Tsukasa Hojo’s City Hunter is a foundational work for me, both in terms of my fandom and as a chief influence on my artistic taste and my style. It was one of the first shows I latched onto as a kid who had just moved to Japan looking for cool cartoons to watch. And man, was it cool - cool contemporary setting, cool music, cool “realistic” action, beautifully drawn women, and the coolest protagonist (when he wasn’t being a pervert - it was the 80s). It was utterly unlike any of the cartoons I watched back in the US and it made me feel like a whole new world of animation for adults had opened up to me. Little did pre-teen me know at the time, but it originated in Shonen Jump which was targeted at kids exactly my age.

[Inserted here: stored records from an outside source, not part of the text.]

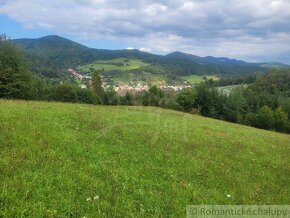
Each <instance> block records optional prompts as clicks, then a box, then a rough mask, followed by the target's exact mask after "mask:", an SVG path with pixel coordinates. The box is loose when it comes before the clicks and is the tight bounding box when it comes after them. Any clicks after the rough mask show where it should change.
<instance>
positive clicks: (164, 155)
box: [0, 100, 290, 217]
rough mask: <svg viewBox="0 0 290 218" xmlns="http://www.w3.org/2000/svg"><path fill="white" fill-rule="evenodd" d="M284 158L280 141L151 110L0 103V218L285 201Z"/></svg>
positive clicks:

I caught the new Netflix live-action adaption of City Hunter over the weekend and as a fan, I was really impressed by how it captured the spirit of the source material. Ryohei Suzuki was pitch perfect as Ryo, able to shift from sharp, cool operator to goofy lecher in the blink of an eye. Misato Morita was also great as Kaori. The plot was fairly goofy, but that’s also very City Hunter. Not a flawless movie but I had a lot of fun with it and I hope it’s successful enough to become a series.


I was still thinking about it the next day when I started drawing this little tribute piece of Ryohei Suzuki as Ryo Saeba.